Removing Binary Files from git using Roberto Tyley’s BFG Repo-Cleaner
Source controls systems are not just black boxes that just work. If you don’t properly maintain your repositories, they will eventually become a major burden to the developers who are trying to use it. Tools can help with this, such as Roberto Tyley’s BFG Repo-Cleaner for Git. This tool is used to remove large binary files that were accidentally checked into a git branch.
InfoQ: For our readers who are not familiar with git, why are large binary files a problem?
Roberto: In Git, pretty much everyone you share your code with gets the whole history of your project when they download it. Normally this is no problem- actual source code takes up scant space, and having full history makes possible distributed cooperation, fast diffs, and more - but project history only gets bigger. If you start committing big files - say 100MB+ - your repository grows rapidly, and when people clone it, they've got a lot more data to download. Eventually you'll realize you've make a mistake, but even if you decide to make a commit deleting those files, they're still there, in your Git history, and the repo will take just as long to download.
As well as large files, accidentally committed passwords and other private data have same problem - they're still there in your history after you delete them. You made a mistake, and Git won't let you forget. What do you do now?
InfoQ: The basic way to remove a binary or other improper file from git is to use the git-filter-branch command. Can you explain what that actually does and why you felt that it wasn’t good enough on its own.
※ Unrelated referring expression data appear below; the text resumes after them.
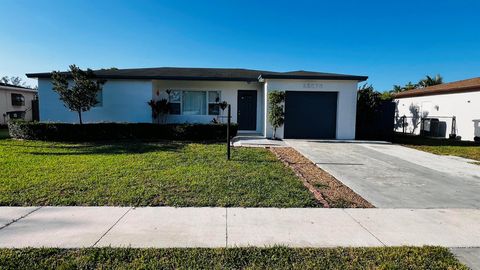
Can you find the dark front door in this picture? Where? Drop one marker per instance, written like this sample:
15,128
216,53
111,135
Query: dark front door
310,115
247,110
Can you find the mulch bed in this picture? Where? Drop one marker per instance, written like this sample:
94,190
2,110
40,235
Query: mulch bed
330,192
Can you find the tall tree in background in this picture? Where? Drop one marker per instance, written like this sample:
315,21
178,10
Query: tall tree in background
81,96
429,81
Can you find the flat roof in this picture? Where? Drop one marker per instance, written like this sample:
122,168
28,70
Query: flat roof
469,85
212,74
7,86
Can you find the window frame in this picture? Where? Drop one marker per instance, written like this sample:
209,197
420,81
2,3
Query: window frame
13,100
99,102
207,101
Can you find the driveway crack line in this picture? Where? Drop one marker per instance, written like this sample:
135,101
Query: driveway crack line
226,227
365,228
111,227
21,217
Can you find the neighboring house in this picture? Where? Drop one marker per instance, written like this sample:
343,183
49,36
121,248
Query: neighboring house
318,105
16,102
438,104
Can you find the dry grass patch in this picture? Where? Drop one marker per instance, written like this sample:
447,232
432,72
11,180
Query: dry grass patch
326,188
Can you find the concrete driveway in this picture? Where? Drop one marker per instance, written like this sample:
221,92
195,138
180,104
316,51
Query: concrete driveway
393,176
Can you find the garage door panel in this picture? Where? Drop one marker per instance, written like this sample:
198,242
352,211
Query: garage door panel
310,115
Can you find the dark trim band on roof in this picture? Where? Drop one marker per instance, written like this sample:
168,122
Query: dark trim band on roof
313,77
207,74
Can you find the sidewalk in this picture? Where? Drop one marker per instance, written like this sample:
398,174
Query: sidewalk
71,227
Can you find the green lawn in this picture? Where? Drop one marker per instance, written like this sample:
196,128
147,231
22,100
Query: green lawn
145,174
4,134
235,258
464,149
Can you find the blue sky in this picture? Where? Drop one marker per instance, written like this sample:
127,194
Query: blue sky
392,42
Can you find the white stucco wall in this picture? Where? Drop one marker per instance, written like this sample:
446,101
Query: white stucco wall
123,101
346,103
464,106
228,89
6,103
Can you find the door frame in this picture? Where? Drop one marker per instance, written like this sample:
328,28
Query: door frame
336,111
256,109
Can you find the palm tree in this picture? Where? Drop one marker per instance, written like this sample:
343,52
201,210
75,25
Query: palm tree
429,81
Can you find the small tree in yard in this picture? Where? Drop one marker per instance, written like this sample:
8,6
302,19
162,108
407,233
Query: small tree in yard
276,114
82,95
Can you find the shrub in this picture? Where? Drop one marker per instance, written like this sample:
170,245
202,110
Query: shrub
118,131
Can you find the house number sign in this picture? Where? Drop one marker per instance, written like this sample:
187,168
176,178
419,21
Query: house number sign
313,85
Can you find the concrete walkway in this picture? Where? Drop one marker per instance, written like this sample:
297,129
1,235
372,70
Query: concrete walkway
393,176
70,227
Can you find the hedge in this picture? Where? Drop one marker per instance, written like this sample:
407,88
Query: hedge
118,131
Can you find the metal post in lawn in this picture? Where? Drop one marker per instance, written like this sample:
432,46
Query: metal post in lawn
229,115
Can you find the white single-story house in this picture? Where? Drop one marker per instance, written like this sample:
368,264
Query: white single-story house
16,102
318,105
449,108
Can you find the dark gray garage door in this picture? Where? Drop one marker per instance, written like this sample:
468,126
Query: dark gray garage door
310,115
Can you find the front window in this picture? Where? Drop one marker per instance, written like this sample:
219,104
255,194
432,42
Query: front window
99,99
18,100
213,102
194,102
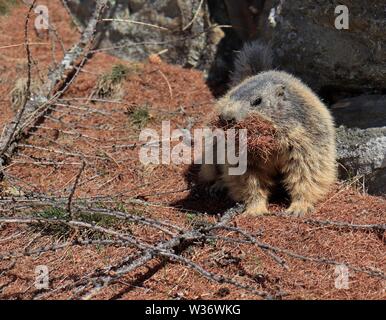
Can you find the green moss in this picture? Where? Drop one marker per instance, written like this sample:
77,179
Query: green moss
140,116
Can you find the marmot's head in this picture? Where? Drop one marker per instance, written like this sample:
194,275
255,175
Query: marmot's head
260,95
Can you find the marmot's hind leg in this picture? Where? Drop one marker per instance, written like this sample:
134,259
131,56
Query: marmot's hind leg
248,189
301,182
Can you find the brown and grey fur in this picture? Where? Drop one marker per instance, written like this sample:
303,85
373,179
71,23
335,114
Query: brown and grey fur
305,134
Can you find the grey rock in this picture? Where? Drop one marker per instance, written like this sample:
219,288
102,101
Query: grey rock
367,111
363,152
307,44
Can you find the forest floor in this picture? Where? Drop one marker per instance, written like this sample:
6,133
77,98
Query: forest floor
105,132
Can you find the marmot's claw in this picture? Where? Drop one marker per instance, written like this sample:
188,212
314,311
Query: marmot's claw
256,210
217,189
299,209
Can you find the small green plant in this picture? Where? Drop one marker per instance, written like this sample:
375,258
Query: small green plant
140,116
7,5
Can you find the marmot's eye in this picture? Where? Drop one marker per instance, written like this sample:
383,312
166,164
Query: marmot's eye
256,102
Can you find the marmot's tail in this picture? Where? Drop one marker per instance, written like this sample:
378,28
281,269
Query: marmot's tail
253,58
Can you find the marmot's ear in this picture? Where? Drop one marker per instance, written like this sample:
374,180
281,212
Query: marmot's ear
280,90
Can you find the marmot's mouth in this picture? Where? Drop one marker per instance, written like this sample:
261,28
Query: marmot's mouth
261,134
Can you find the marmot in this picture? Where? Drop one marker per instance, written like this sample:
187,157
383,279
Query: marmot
306,154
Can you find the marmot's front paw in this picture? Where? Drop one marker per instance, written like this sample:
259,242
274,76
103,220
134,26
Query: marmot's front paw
299,209
217,189
256,209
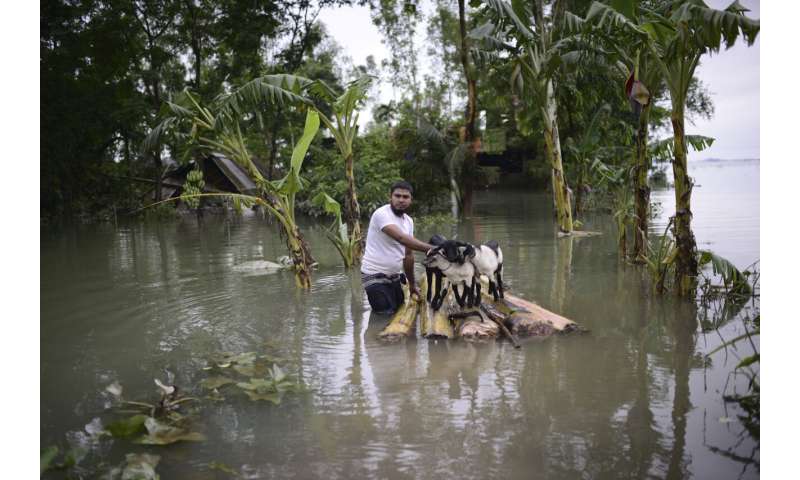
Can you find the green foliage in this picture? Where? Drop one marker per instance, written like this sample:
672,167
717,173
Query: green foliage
192,187
663,150
337,233
377,167
734,281
660,259
264,379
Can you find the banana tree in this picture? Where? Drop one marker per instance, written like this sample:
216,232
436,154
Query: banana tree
337,232
644,82
677,35
584,150
537,58
337,112
210,132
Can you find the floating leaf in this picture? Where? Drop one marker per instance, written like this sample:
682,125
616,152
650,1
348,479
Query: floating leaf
127,427
277,374
243,358
46,457
166,389
257,384
215,382
246,370
114,389
747,361
223,468
95,428
73,456
269,397
140,467
159,433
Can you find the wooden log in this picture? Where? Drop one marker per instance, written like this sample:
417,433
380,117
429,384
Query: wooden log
472,327
525,318
489,312
402,322
436,324
442,326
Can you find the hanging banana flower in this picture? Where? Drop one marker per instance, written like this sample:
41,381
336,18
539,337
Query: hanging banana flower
636,91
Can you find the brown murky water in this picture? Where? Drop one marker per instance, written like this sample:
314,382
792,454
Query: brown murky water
635,398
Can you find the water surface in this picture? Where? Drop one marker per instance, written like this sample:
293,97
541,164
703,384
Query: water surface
635,398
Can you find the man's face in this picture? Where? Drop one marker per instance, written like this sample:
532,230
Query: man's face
401,200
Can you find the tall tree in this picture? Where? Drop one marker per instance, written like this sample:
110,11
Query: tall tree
469,171
536,32
677,35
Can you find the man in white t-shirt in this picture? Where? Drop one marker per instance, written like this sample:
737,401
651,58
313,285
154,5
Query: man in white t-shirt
389,252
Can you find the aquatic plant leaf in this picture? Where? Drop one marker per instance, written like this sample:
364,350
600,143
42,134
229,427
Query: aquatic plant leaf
277,374
243,358
215,382
246,370
140,467
159,433
95,428
747,361
166,389
128,426
256,384
73,456
269,397
46,457
115,389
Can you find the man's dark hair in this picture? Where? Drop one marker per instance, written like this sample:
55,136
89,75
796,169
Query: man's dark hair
403,185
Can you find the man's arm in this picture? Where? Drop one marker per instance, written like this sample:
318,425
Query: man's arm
407,240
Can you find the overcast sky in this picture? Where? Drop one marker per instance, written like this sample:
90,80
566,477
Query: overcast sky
732,77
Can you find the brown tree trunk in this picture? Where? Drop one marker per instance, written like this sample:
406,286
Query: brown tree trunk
298,248
686,261
641,188
353,210
560,190
469,171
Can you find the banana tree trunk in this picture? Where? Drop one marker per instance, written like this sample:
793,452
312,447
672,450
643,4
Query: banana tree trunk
641,188
686,261
353,210
553,149
298,248
470,160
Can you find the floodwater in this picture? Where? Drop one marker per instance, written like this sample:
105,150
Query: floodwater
635,398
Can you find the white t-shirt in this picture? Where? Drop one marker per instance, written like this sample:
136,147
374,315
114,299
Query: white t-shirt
383,253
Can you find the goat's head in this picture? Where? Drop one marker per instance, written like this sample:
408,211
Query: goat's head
437,240
452,251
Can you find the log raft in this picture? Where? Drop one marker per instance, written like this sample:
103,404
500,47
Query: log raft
511,317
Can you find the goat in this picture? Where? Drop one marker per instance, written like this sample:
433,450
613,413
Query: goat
434,275
487,260
449,259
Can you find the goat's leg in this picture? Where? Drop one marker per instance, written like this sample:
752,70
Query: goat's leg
500,279
459,298
429,276
476,287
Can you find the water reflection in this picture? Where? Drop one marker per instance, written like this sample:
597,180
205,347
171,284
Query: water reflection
634,398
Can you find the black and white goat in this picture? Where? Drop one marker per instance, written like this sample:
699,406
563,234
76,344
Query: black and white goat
434,276
450,261
487,260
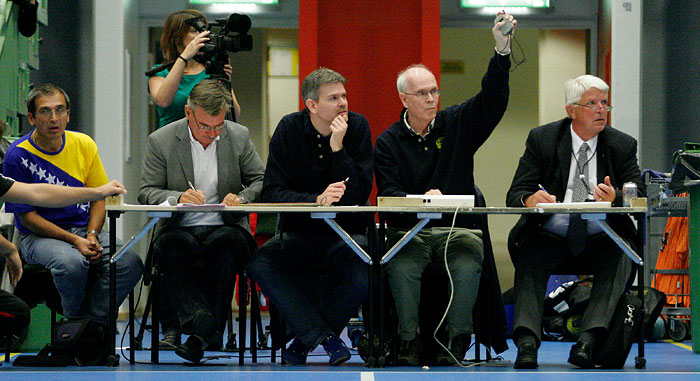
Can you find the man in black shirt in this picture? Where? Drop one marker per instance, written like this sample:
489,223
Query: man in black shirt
321,155
432,152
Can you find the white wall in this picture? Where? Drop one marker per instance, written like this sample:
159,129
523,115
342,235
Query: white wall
562,56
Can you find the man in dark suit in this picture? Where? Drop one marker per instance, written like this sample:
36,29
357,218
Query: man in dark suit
200,159
575,159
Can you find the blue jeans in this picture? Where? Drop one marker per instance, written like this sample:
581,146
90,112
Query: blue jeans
82,295
278,268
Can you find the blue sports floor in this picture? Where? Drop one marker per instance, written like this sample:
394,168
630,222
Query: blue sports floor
665,360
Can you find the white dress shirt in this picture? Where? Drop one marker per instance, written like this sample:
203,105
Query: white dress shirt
559,223
206,179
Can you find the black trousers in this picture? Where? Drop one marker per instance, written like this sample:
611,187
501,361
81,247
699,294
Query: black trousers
199,264
14,313
544,252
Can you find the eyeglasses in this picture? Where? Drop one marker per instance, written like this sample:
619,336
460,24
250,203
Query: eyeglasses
424,94
595,107
47,112
207,128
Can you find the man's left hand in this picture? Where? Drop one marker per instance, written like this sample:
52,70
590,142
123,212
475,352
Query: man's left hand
14,266
228,70
231,199
339,126
95,246
604,191
503,41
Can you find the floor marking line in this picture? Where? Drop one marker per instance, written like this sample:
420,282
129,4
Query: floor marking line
684,346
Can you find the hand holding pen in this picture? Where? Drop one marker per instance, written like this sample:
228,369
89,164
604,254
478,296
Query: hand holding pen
192,195
333,192
541,196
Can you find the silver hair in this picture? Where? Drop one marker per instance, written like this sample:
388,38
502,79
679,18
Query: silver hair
401,78
318,77
574,88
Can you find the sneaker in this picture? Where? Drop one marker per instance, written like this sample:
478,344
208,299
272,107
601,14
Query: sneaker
216,346
191,350
337,352
296,353
458,347
409,352
171,339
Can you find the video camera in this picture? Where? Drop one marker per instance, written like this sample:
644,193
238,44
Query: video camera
227,35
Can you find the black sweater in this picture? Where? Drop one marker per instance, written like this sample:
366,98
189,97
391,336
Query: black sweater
405,163
301,165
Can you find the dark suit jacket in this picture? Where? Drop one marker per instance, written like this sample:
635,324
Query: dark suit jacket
547,160
168,166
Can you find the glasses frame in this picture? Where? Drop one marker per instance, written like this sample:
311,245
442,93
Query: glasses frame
605,108
60,112
434,93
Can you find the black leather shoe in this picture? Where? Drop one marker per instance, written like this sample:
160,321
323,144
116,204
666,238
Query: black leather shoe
581,355
191,350
527,357
171,339
458,347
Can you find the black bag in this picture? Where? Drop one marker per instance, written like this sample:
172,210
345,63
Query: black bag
563,308
77,341
626,325
623,330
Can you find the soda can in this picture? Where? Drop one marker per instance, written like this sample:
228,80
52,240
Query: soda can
629,191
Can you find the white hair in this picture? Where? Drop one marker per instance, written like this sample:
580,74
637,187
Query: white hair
401,79
574,88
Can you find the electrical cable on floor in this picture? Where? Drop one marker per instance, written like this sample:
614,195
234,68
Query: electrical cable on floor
449,303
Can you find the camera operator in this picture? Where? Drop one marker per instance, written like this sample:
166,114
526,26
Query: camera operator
171,87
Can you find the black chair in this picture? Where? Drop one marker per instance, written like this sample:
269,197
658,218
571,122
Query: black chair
36,287
489,318
152,276
278,329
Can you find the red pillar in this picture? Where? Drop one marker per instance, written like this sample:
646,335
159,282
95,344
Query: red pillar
369,42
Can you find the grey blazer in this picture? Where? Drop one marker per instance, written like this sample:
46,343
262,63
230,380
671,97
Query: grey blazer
167,167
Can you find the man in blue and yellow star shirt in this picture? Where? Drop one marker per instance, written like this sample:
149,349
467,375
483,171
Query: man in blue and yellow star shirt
68,241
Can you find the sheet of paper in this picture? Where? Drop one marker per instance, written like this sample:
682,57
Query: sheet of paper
575,205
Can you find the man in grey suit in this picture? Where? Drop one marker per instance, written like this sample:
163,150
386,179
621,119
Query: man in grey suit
196,160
Roberto: Yep, the git-filter-branch command is a powerful tool- a magnificent Swiss-army chainsaw - for scripting the rewriting of Git history, right from the very first commit. You give it a bash script, and it runs that script on every single commit from the start of the project to the end, one after the other, rebuilding history as it goes. Your script can do whatever you like - delete a file, remove unwanted text (e.g. passwords), or replace every .jpg with a photo of a baked potato. Once the git-filter-branch run has finished, your Git history will probably look superficially the same - the same dates, commit messages, etc. - but this new history is not the same as it was before - you've fixed it.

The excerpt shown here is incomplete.